Het college van Amsterdam heeft een omgevingsvergunning geweigerd voor het plaatsen van een geldautomaat in de voorgevel van het gebouw. De aanvrager, In2Retail is een bedrijf dat is gespecialiseerd in de exploitatie van geldautomaten. Zij wil ook een automaat plaatsen in de voorgevel van het pand op het perceel. In het pand is een winkel gevestigd. Die functie blijft behouden. Uit de uitspraak AbRvS 5 november 2025, ECLI:NL:RVS:2025:5344 (Amsterdamse geldautomaat) blijkt dat het college onvoldoende heeft gemotiveerd dat een geldautomaat als een toeristische voorziening moet worden aangemerkt.

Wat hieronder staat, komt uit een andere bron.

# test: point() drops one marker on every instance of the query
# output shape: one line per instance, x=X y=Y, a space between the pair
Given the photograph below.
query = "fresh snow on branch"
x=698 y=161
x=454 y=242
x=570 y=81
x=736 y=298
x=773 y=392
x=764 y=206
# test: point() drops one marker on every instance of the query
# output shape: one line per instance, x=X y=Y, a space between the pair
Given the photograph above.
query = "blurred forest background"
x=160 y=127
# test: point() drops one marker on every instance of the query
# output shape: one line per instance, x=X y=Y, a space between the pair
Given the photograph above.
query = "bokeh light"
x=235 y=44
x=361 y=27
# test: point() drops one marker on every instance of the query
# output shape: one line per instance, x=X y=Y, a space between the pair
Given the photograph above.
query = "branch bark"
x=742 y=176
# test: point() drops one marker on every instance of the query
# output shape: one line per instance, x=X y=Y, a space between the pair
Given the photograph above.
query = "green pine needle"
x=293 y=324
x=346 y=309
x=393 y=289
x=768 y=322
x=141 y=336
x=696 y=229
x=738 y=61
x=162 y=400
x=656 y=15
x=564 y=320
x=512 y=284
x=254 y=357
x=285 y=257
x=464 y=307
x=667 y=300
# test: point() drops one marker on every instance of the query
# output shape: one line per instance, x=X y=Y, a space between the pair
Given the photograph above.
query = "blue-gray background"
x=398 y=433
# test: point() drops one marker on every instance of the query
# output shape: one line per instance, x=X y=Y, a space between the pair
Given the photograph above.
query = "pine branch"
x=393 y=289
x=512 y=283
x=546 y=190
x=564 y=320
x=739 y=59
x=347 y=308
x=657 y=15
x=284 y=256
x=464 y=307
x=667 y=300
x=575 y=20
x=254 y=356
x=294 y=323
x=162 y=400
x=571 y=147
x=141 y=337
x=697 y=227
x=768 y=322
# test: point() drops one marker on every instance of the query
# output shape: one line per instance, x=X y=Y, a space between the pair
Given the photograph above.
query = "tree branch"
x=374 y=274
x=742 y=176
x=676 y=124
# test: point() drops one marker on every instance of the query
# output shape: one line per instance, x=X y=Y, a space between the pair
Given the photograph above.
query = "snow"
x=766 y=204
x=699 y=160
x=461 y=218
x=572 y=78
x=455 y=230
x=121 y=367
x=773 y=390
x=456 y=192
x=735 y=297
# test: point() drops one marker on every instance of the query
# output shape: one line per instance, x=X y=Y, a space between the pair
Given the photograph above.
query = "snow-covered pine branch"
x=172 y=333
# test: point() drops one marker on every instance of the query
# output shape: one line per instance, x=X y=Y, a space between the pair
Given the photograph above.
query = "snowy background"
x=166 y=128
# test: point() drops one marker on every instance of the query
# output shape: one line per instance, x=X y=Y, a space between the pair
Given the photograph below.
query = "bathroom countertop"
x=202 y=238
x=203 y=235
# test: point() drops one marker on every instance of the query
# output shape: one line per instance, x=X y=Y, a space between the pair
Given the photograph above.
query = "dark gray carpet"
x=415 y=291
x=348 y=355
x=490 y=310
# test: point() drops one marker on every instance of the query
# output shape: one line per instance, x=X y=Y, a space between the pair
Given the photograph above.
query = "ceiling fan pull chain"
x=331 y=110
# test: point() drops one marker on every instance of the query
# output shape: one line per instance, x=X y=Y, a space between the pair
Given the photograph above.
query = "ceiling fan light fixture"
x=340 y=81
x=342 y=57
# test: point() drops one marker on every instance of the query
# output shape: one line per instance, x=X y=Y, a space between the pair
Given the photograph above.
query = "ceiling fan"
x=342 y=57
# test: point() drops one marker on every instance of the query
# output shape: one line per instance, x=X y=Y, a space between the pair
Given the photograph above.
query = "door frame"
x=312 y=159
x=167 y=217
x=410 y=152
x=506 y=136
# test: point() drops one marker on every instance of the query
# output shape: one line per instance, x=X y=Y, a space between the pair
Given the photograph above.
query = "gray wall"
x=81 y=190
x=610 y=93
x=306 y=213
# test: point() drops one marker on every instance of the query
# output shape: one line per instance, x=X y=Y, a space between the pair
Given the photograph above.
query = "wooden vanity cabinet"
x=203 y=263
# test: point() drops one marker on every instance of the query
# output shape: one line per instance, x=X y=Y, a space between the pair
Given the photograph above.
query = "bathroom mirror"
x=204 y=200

Als bekend, vindt het college van Amsterdam dit soort voorzieningen beleidsmatig onwenselijk, vanwege de druk die deze voorzieningen kunnen uitoefenen op de functiemenging en de vergroting van de kans op monocultuur. Omdat in stadsdeel Centrum al eerder een besluit is genomen tegen toeristische voorzieningen is er behoefte om het zogenoemde waterbed-effect op te vangen. Het college heeft verder van belang geacht dat er geen maatschappelijke noodzaak lijkt om een geldautomaat hier alsnog toe te staan, aangezien er in de omgeving voldoende vergelijkbare voorzieningen aanwezig zijn. Het college heeft tot slot aangegeven dat er, gelet op het feit dat het gaat om een monumentaal pand en er woningen op de bovenverdieping zijn gevestigd, zorgen zijn met betrekking tot de veiligheid. Een geldautomaat brengt volgens het college een risico van ram- en plofkraken met zich.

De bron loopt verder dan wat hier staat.